Through their selections by PGH Lab, startups like AirViz and Green Bean get publicity on the city’s website, access to municipal contacts such as other cities that might be looking for those services and a knowledge of how the city works that won’t be available to outsiders, Mohamed said.
“You get this inside view into the bureaucracies and complexities of how a city runs,” she said. “Until you’re in the program, you can’t quite develop a product that works well for the municipal government.”
The city recognizes that it plays a unique role in Pittsburgh’s ecosystem of incubators and accelerators for early-stage businesses, she said, and that led to a decision to maintain the PGH Lab program after an earlier review on whether it should continue.
“What’s unique about this program is that it’s housed within government,” she said. “So the question became, what is the role of local government in supporting its innovative ecosystem? That has guided the process of growing this program.”
Despite the decision to continue PGH Lab, the city has begun a commercial relationship with only four of the 44 winners since the program began in 2016.
“Sometimes we decide that we want to pay for this service after the pilot has concluded. Other times, it’s, ‘This experience taught us these lessons’ and we need to think about them as we do this work moving forward,” she said. “The goal is to learn from this and to use the lessons learned to serve residents. It’s a lab: We’re making room for successes and failures, and we’re not judging it at the end of the day.”
For Green Bean, participation in PGH Lab means an opportunity to test out a new concept that Miller and Morse hope to roll out to big employers throughout the United States.
They hope their work with the City of Pittsburgh will help them answer how effective their software can be in promoting employee engagement, and to what extent it results in decarbonization on a residential scale.

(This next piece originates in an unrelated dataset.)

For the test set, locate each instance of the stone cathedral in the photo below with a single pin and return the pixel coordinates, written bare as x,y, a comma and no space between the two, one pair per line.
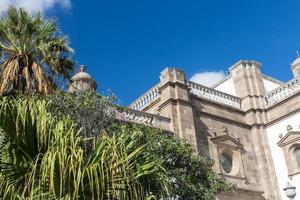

Their research suggests that green benefits are an effective way to recruit, engage and retain employees, in the same way that health and fitness benefits like discounted gym memberships are an incentive.
“The most meaningful way that we’ve seen to encourage behavioral change as it relates to sustainability is paying down the degree of premium of making any changes,” said Morse, 23. “The only way to do that is to provide some kind of financial incentive or mechanism that reduces the cost of these upgrades.”
He argued that their chances of success are heightened by the growth of remote working fueled by the Covid-19 pandemic. More homes are effectively becoming branches of a company’s office, and more employers will want to make green improvements to them as part of future climate disclosures, Morse said.
Employers that want to attract and retain young talent will increasingly recognize that green benefits are an effective way of doing so, said Miller, 22.
“We are seeing that our generation really cares about the impact that their employees have on the environment,” he said. “Essentially, it’s an opportunity for these companies to put their money where their mouth is, and to promote sustainability in their employees’ lives, not just within the company.”